En aquel pequeño espacio trató de aislarse de su madre, abriendo y cerrando el impoluto cenicero, subiendo y bajando el vidrio de su ventanilla, mirando un libro por el que no sentía interés. Durante el corto trayecto hasta el domicilio solo respondió al «interrogatorio» de su madre con gruñidos, silencios o algún monosílabo, sin estar muy seguro de haber escuchado la pregunta a la que respondía; con toda su atención invertida en que sus compañeros no vieran que su madre iba a recogerlo al colegio.
Tras los cinco minutos de trayecto, que se le hicieron eternos, a la llegada al adosado su madre detuvo el auto a la puerta del garaje, él bajó antes de que estuviera completamente detenido, miró a uno y otro lado de la calle y al comprobar que no había nadie cerca, con voz trémula y desabrida increpó a su madre:
—Te he dicho mil veces que no quiero que vengas a recogerme al colegio, ¡que ya soy mayorcito! —Y, azorado, se escabulló hacia el interior de la vivienda.
Ella, imperturbable esperó que acabara de subir la puerta del garaje, aparcó sin prisas, cerró el vehículo, y con parsimonia se dirigió hacia la puerta que comunicaba el garaje con la vivienda.

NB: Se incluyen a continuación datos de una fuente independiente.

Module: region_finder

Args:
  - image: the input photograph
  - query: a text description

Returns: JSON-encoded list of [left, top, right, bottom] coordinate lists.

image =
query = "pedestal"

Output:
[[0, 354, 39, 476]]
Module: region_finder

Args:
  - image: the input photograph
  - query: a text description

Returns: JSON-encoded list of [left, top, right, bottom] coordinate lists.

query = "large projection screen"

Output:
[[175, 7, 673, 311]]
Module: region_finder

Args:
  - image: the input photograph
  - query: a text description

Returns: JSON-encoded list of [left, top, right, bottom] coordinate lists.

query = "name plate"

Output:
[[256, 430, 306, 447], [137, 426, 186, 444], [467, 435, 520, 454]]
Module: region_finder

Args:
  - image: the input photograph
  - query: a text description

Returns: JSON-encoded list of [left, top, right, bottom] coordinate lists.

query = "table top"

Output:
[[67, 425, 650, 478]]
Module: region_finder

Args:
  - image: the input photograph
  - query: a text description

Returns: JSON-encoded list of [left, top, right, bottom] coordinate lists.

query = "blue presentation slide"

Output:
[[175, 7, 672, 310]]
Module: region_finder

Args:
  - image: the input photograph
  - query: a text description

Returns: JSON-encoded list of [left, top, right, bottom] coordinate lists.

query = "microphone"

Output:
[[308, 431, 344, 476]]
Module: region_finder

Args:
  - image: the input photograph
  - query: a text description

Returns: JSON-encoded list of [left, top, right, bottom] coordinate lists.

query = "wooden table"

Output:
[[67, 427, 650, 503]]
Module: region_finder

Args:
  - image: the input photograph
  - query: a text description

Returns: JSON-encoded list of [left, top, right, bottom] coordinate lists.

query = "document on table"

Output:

Todo en ella resultaba rutinario, casi robotizado. Actitud introspectiva, serio el semblante, fruncidos los labios, circunspecta la mirada, aunque las ilusionantes chispas que se escapaban de sus ojos delataban la falta de espontaneidad de tal parquedad.
Abrió la puerta con estudiada despreocupación y, antes de que pudiera pulsar el interruptor de la luz, sintió que unos nerviosos brazos atenazaban su garganta, mientras le llegaba el olor de cariño que despedía un cuerpo tan conocido como querido…
— ¡Mamá, que ganas tenia de abrazarte!
El abrazo vestido con la naturalidad de lo sincero, aunque breve, caló hondo en su introspectiva depositaria, antes de que el chaval saliera corriendo hacia su habitación en busca de nuevos custodios para su afecto.
A su madre, contenta por la carantoña recibida, le seguía quedando la duda de si aquel repentino estallido de amor filial había sido completamente espontaneo o guardaba alguna relación con la nueva consola que había dejado sobre la cama de su hijo.